Free Coupon Discount - TensorFlow 2.0 Practical Advanced, Master Tensorflow 2.0, Google's most powerful Machine Learning Library, with 5 advanced practical projects Created by Dr. Ryan Ahmed, Ph.D., MBA, Kirill Eremenko, Hadelin de Ponteves, SuperDataScience Team, Mitchell Bouchard Students also bought Recommender Systems and Deep Learning in Python Machine Learning and AI: Support Vector Machines in Python Natural Language Processing with Deep Learning in Python Artificial Intelligence: Reinforcement Learning in Python Data Science: Deep Learning in Python Preview this Udemy Course GET COUPON CODE Description Google has recently released TensorFlow 2.0 which is Google's most powerful open source platform to build and deploy AI models in practice. Tensorflow 2.0 release is a huge win for AI developers and enthusiast since it enabled the development of super advanced AI techniques in a much easier and faster way. The purpose of this course is to provide students with practical knowledge of building, training, testing and deploying Advanced Artificial Neural Networks and Deep Learning models using TensorFlow 2.0 and Google Colab. This course will cover advanced, state-of-the–art AI models implementation in TensorFlow 2.0 such as DeepDream, AutoEncoders, Generative Adversarial Networks (GANs), Transfer Learning using TensorFlow Hub, Long Short Term Memory (LSTM) Recurrent Neural Networks and many more. The applications of these advanced AI models are endless including new realistic human photographs generation, text translation, image de-noising, image compression, text-to-image translation, image segmentation, and image captioning.

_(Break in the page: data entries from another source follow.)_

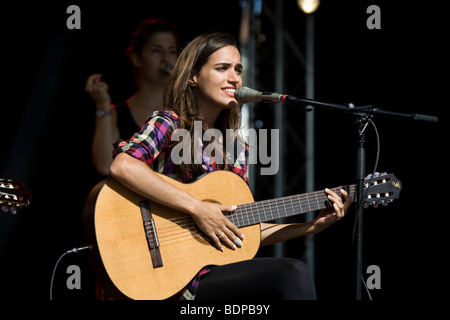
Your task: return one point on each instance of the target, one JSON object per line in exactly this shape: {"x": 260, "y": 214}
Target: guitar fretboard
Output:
{"x": 267, "y": 210}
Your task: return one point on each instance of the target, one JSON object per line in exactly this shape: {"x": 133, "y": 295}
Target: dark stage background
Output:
{"x": 49, "y": 124}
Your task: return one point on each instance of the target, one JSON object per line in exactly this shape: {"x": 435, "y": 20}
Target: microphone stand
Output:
{"x": 363, "y": 115}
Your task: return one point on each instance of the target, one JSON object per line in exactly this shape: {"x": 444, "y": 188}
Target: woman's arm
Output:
{"x": 106, "y": 130}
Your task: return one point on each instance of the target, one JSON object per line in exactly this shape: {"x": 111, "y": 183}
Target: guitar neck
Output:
{"x": 267, "y": 210}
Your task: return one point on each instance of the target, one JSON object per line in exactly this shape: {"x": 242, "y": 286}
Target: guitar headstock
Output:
{"x": 383, "y": 189}
{"x": 14, "y": 194}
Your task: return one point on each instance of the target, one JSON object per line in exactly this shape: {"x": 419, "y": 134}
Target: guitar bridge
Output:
{"x": 150, "y": 234}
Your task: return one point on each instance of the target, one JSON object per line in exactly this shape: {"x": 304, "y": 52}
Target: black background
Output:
{"x": 48, "y": 125}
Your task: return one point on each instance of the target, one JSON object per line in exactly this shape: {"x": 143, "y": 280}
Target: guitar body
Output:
{"x": 120, "y": 252}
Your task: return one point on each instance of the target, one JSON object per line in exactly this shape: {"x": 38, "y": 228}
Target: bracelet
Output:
{"x": 102, "y": 113}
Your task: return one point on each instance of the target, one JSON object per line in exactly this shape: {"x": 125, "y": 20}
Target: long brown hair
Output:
{"x": 181, "y": 97}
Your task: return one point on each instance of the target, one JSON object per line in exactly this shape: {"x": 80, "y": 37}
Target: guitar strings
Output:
{"x": 188, "y": 225}
{"x": 268, "y": 204}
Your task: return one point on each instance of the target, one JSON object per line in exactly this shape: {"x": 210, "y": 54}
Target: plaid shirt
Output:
{"x": 150, "y": 145}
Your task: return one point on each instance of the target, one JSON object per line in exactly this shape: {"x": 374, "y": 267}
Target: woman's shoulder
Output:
{"x": 166, "y": 117}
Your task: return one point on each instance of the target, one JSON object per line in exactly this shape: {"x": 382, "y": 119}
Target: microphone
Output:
{"x": 246, "y": 95}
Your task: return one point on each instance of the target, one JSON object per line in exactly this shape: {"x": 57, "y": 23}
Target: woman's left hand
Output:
{"x": 332, "y": 214}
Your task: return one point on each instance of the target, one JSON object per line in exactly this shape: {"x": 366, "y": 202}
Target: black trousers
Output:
{"x": 259, "y": 278}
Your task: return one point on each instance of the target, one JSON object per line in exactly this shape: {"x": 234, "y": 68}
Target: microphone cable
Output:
{"x": 74, "y": 250}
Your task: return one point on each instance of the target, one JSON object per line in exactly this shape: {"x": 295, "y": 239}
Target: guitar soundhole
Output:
{"x": 198, "y": 234}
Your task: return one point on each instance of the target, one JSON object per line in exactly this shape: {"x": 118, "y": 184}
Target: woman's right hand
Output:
{"x": 98, "y": 90}
{"x": 210, "y": 219}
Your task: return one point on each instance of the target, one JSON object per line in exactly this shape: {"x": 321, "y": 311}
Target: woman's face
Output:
{"x": 159, "y": 51}
{"x": 218, "y": 79}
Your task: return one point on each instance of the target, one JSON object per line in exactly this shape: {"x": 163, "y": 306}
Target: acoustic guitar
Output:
{"x": 141, "y": 249}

The history of deep learning goes back as far as 1943, when Walter Pitts and Warren McCulloch created a computer model based on the neural networks of the human brain. Today, if we asked a language model like GPT-3 to write an article about the history of deep learning, it might begin with that sentence. Many changes led from Pitts and McCulloch's early neural network to what we now call "deep learning": the addition of backpropagation (Yann LeCun and others), and the creation of "deep" networks with many "hidden layers" (Geoff Hinton and others) are perhaps the most important. And while early neural networks couldn't be programmed effectively (if at all) on the computers of their day, deep learning has now become commonplace. What was once couldn't even be implemented on the largest supercomputers run comfortably on your laptop.